Certes, le pays continue officiellement de soutenir l’initiative, mais sans se l’appliquer à lui-même et à ses entreprises au motif que "la mise en œuvre nationale de l’ITIE ne tient pas entièrement compte du cadre juridique américain", explique le directeur du département des revenus des ressources naturelles dans cette lettre.
Mauvais signal
"Cette décision envoie un mauvais signal. Il est important que des pays riches comme les États-Unis montrent l’exemple, a immédiatement réagi dans un communiqué le président de l’initiative, Frederik Reinfeldt. L’ITIE a permis de faire des progrès importants dans l’effort international pour lutter contre la corruption et les flux financiers illicites. Notre travail permet aussi de lutter contre le financement du terrorisme et du crime international."
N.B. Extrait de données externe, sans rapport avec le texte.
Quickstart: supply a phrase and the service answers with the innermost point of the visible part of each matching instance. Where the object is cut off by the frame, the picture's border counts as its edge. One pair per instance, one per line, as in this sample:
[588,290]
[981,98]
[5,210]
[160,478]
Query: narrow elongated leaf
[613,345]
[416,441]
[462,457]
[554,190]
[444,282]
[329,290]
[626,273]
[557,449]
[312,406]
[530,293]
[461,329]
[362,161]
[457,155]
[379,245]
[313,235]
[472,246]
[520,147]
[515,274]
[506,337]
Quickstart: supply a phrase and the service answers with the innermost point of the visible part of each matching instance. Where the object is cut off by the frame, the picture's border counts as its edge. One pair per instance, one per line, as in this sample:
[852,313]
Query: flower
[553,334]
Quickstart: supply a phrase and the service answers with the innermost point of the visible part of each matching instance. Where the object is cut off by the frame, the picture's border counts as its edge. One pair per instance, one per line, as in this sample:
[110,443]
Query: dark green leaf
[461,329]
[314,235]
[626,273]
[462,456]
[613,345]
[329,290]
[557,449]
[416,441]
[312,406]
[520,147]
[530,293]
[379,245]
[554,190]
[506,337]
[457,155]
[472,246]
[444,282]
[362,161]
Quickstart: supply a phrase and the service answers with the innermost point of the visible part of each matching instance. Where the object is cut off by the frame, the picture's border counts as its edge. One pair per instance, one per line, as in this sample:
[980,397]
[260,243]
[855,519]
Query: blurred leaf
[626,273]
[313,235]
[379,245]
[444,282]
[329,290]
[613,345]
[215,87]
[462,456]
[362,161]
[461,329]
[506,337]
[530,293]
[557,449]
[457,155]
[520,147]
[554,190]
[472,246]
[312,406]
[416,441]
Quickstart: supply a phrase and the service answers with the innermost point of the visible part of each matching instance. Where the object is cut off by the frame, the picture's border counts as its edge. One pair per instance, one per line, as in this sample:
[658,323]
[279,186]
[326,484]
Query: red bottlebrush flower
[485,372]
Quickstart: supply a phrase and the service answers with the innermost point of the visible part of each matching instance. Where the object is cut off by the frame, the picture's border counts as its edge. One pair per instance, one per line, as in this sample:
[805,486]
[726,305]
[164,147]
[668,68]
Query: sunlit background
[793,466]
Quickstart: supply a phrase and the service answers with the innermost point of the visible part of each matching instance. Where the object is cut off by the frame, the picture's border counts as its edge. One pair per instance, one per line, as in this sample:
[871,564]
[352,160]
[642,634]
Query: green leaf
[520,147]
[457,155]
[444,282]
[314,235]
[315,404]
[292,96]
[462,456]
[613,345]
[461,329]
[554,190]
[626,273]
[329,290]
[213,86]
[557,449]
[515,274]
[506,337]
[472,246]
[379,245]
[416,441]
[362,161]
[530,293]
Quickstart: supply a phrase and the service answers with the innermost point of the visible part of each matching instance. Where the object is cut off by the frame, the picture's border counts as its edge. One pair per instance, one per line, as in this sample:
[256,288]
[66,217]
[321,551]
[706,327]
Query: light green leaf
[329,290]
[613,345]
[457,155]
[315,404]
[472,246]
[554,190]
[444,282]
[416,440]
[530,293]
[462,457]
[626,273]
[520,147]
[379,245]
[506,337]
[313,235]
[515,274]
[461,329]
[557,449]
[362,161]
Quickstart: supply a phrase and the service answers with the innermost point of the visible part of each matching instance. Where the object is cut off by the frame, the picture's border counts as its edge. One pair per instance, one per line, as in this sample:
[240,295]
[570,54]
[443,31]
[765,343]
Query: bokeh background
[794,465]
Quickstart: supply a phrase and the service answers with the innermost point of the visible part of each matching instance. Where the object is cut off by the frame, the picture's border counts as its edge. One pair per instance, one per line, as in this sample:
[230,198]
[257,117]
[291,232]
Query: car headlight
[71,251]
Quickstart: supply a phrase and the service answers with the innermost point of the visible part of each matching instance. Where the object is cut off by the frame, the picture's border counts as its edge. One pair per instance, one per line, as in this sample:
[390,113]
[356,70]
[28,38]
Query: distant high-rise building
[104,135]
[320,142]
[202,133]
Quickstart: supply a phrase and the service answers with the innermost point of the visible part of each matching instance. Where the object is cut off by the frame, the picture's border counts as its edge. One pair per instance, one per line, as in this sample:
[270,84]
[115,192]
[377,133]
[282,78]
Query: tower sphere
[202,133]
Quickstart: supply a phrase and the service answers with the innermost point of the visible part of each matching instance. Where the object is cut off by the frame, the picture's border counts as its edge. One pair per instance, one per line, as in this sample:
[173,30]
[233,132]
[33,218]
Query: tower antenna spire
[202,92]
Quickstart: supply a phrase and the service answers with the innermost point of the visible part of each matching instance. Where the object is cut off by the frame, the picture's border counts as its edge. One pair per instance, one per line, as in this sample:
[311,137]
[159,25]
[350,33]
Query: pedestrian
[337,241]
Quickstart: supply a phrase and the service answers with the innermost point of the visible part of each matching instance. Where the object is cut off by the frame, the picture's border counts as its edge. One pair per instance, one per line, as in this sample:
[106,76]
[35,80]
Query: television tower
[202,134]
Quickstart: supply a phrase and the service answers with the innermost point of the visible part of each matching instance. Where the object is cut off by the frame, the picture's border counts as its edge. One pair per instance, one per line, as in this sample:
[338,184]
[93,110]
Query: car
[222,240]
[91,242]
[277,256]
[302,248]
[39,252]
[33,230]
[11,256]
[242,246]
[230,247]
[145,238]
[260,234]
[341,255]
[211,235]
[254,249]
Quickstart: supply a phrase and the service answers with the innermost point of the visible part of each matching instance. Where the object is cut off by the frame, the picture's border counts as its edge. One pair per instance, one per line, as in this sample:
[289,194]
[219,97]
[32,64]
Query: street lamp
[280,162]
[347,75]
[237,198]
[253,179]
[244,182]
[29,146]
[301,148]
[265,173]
Cette initiative, volontaire et multipartite, est en effet une référence internationale en matière de transparence dans le secteur et un cheval de bataille des ONG pour lutter contre "la malédiction des ressources" des pays en développement. Lancée en 2002 à l'initiative du gouvernement britannique et grâce à la mobilisation des organisations de développement, l'ITIE compte à ce jour 52 pays membres, principalement en Afrique Sub-saharienne, au Moyen-Orient et en Amérique du Sud, des zones très concernées par l’exploitation pétrolière, gazière et minière.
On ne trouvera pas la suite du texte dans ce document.